Gdy wyszłam z łazienki dziewczyny już nie spały. Musiałam przebudzić
je prysznicem.
- Dor, szukałyśmy się cały wieczór! - Lilka podbiegła do mnie i
przytuliła. - Dopiero potem Remus powiedział nam, że jesteś z Syriuszem. Jak
się czujesz?
- Dobrze. - Próbowałam się uśmiechnąć, ale wyszło trochę sztucznie.
- Jak chcesz to przyniesiemy Ci śniadanie do dormitorium. -
Zaczęła Ann. Jednak szybko jej przerwałam.

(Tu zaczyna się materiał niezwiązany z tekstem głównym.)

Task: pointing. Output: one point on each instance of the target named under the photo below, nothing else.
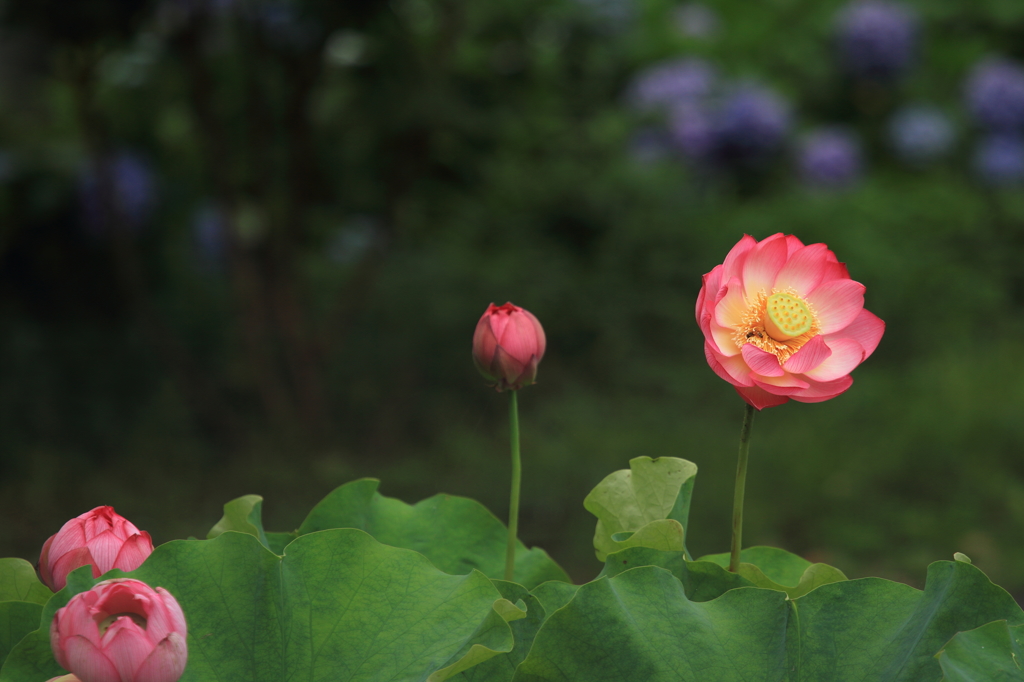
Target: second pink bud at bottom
(121, 631)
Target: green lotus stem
(516, 479)
(737, 498)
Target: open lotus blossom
(784, 321)
(101, 538)
(508, 344)
(121, 631)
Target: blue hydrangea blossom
(829, 158)
(877, 40)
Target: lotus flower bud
(121, 631)
(508, 345)
(100, 538)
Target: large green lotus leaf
(458, 535)
(243, 514)
(774, 568)
(501, 668)
(702, 581)
(554, 594)
(639, 626)
(646, 505)
(18, 583)
(338, 606)
(17, 619)
(992, 652)
(32, 658)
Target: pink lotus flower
(121, 631)
(508, 344)
(784, 321)
(101, 538)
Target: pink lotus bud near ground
(121, 631)
(508, 344)
(784, 321)
(101, 538)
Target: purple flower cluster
(133, 194)
(829, 158)
(994, 93)
(751, 124)
(877, 40)
(921, 134)
(706, 121)
(668, 84)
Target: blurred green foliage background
(334, 192)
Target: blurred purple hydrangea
(877, 40)
(691, 130)
(998, 160)
(828, 158)
(994, 92)
(921, 134)
(695, 19)
(751, 124)
(133, 194)
(667, 84)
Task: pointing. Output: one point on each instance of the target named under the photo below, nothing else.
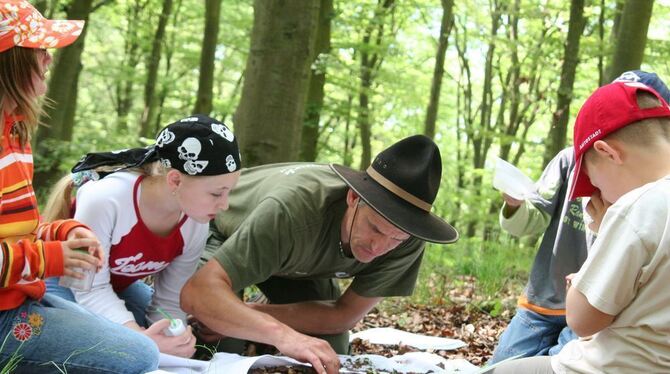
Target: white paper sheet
(390, 336)
(418, 362)
(512, 181)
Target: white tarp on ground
(390, 336)
(418, 362)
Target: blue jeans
(532, 334)
(55, 335)
(137, 297)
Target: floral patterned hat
(22, 25)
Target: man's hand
(202, 332)
(596, 208)
(511, 205)
(94, 250)
(308, 349)
(568, 281)
(78, 260)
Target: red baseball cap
(608, 109)
(22, 25)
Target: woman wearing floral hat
(151, 211)
(43, 333)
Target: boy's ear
(609, 150)
(352, 198)
(173, 178)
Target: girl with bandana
(44, 333)
(151, 210)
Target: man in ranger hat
(293, 228)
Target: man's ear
(352, 198)
(174, 180)
(609, 150)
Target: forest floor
(463, 317)
(463, 314)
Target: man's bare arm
(209, 297)
(322, 317)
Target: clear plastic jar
(83, 284)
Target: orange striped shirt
(24, 259)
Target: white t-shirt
(627, 274)
(108, 207)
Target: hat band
(374, 174)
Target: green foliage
(499, 266)
(12, 363)
(398, 97)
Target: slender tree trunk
(317, 80)
(150, 101)
(369, 65)
(41, 5)
(349, 141)
(602, 44)
(203, 102)
(124, 87)
(62, 90)
(63, 73)
(558, 131)
(268, 119)
(631, 37)
(438, 72)
(71, 107)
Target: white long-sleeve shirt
(110, 208)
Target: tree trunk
(71, 106)
(41, 6)
(438, 72)
(62, 90)
(131, 57)
(203, 102)
(557, 132)
(63, 73)
(268, 119)
(150, 102)
(601, 42)
(370, 63)
(317, 80)
(631, 37)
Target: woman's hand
(182, 345)
(74, 260)
(94, 250)
(203, 332)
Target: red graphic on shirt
(141, 252)
(22, 331)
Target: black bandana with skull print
(196, 145)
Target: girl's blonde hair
(18, 67)
(59, 203)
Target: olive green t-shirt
(284, 220)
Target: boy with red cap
(618, 301)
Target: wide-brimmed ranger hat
(401, 185)
(24, 26)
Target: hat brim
(407, 217)
(581, 184)
(55, 39)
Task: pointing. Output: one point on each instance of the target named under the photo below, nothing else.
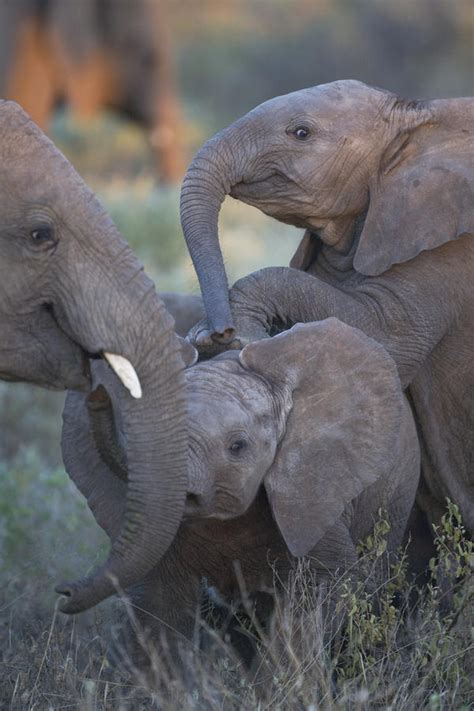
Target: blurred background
(129, 89)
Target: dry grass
(390, 653)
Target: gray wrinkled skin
(71, 288)
(294, 445)
(385, 190)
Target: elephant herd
(305, 398)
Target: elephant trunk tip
(224, 334)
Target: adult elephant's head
(71, 289)
(319, 158)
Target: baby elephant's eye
(41, 236)
(237, 446)
(301, 133)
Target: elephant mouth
(255, 191)
(74, 365)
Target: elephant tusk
(125, 372)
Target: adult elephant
(330, 439)
(385, 190)
(71, 290)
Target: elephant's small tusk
(125, 372)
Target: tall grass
(388, 646)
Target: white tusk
(125, 372)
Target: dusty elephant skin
(385, 190)
(71, 288)
(294, 445)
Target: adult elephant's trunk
(212, 173)
(129, 320)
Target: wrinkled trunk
(122, 314)
(212, 173)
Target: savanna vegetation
(401, 647)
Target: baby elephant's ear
(418, 201)
(342, 431)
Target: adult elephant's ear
(343, 430)
(101, 482)
(422, 197)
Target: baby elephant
(294, 445)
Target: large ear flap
(104, 490)
(342, 431)
(421, 198)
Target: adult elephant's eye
(301, 133)
(237, 446)
(42, 236)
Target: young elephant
(384, 189)
(316, 415)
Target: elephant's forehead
(30, 163)
(225, 390)
(335, 96)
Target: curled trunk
(208, 180)
(133, 323)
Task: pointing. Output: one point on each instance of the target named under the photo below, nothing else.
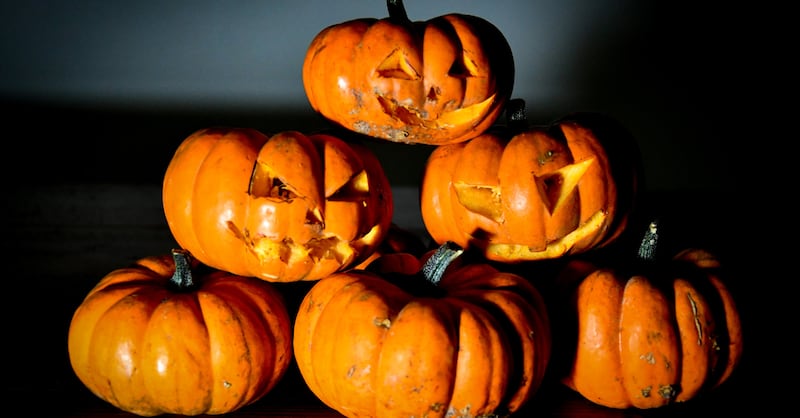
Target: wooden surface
(63, 238)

- Nie, chcę iść z wami. Nie chcę siedzieć w łóżku. Nic mi nie
jest. Serio. - Obie popatrzyły na mnie sceptycznie, lecz nic nie
powiedziały. Nagle usłyszałyśmy pukani do drzwi.
- Hej, szukam... O jesteś Dorcas. Martwiłem się. - Black wszedł do
pokoju bez zaproszenia.
- Przebudziłam się i przyszłam się przebrać. - Odparłam w jego
stronę. - Nie było Cię. - Dodałam od niechcenia.
- Musiałem coś załatwić. - Kiwnęłam tylko głową. Znów tajemnice. -
Później Ci wytłumaczę. - Dodał szybko widząc moją minę. - Przynieść Ci coś do
jedzenia?
- Nie, już mówiłam dziewczynom, że idę na śniadanie. Nie
traktujcie mnie jak ułomnej. - Westchnęłam.
- Dobra, to czekam w pokoju wspólnym. - Uśmiechnął się zachęcająco
i wyszedł.
- Pogodziliście się? - Ann wystawiła głowę zza kotary swojego
łóżka.
- Tak. To znaczy chyba tak. - Zawahałam się. - Chyba musimy
jeszcze to na spokojnie przegadać. - Stwierdziłam. Nie wiedziałam czy to co
wczoraj się wydarzyło ni było spowodowane żalem Syriusza. Najgorsze co mógł
zrobić to być ze mną z litości. Tego bym nie zniosła. Musimy porozmawiać.
W pół do dziewiątej szliśmy już wspólnie na śniadanie do wielkiej
sali.
- To co, jakieś plany na weekend? - Przerwał milczenie Lunatyk.
Nikt jednak nie kwapił się do odpowiedzi. Lilka nerwowo rozglądała się po
korytarzach, Ann z niepokojem patrzyła w moją stronę, z resztą tak samo
Syriusz, a James podążał za nami ze wzrokiem wbitym w podłogę. Od kiedy Ruda
znów zadaje się z Snapem, Rogacz jest nie do poznania. Większość wolnych
wieczorów spędza w dormitorium, nie rwie się do Huncwockich żartów, a na
zajęciach bez zbędnego marudzenia siedzi i tępo przepisuje notatki. Jedynie
Remus i Ann zachowują się jak zwykle. Ann wydaje się być szczęśliwa z Luisem,
może źle go oceniłam na balu. Remus wciąż dużo czasu spędza w bibliotece i z
książką w ręku, ale wygląda na bardziej uśmiechniętego niż kiedyś.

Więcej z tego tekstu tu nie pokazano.